Qual è l’oggetto della ricerca teatrale di Back to Back Theatre?
SCOTT PRICE — Ricercare ciò che è possibile fare all’interno del «regno» del teatro, creare opere partendo dai nostri cuori e dalle nostre menti, creare un teatro fedele a noi stessi. Fare il teatro che vorremmo vedere, qualcosa che ci faccia divertire.
BRUCE GLADWIN — Creare un’esperienza del pubblico che sia trasformativa. Intrattenere e provocare. Ricordare al pubblico che tutto ciò che abbiamo è il legame umano. Fidarsi dell’inconscio, abbracciare incomprensioni, errori e false interpretazioni. Collaborare, creare opportunità e lavoro per gli artisti.
Cosa ispira il vostro lavoro?
BRUCE GLADWIN — Il lavoro è ispirato dal nostro ensemble di attori. Come regista, mi interessa la singolarità degli attori: la compagnia li ha considerati sin dall’inizio come una risorsa. Sono interpreti arrivati con una serie di esperienze di vita, un’estetica, una teatralità, un’individualità, una performance e un’immaginazione che alimenta il lavoro. Amo questa compagnia perché è anti-sistema, è l’opposto di come funziona la maggior parte degli ensemble artistici.
SCOTT PRICE — Back to Back ha un’estetica punk. Sono ispirato dalle reazioni di fronte a un lavoro. Provo gioia nel vedere gli occhi del pubblico illuminarsi.
Chi sono i membri della compagnia?
SCOTT PRICE — Io mi vedo come un nerd del computer diventato artista. Sono autistico. Ho 37 anni, vivo a Geelong e coltivo una barba lussureggiante. Sarah Mainwaring è una campionessa di equitazione, le piacciono i cavalli, beve tè ed è l’unica donna della compagnia. La sua esperienza è nel movimento, nella danza, nella coreografia. Simon Laherty ha 42 anni, è basso e bruno, ama la musica, fare ricerche e progettare teatro.
BRUCE GLADWIN — Tutti gli attori sono sempre unici nel loro genere, ma la dimensione di unicità può essere asservita ad altre esigenze caratteristiche della tua produzione. Sono consapevole che molti attori di Back to Back non sono sostituibili o creano momenti non riproducibili. Provare a farlo sarebbe una perdita di tempo. La loro presenza individuale non ha bisogno di essere imposta ma è «lì». Per me, come regista, questo è un asset di grande valore. È importante che ogni incontro performativo sia costituito dalla singolarità dell’esecutore ma anche dalla singolarità di ogni spettatore.

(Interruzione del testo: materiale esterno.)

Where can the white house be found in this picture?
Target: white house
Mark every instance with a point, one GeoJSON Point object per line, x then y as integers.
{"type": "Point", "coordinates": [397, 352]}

Ciò che viene rivelato non è sul palco ma nella mente di chi guarda.
C’è un filo conduttore che accomuna le produzioni di Back To Back?
SCOTT PRICE — Potenza, cura, responsabilità, alterità, qualcosa che offra speranza.
BRUCE GLADWIN — Gli spettacoli si basano sulla ricerca, sul pensiero profondo, sulla conversazione, sull’ascolto di voci diverse, sulla sperimentazione, sull’apertura al fallimento e agli errori, al perdersi. Raccogliamo idee e cerchiamo somiglianze tra cose che si pensava fossero diverse. C’è un interesse costante per la tensione tra biografia e finzione.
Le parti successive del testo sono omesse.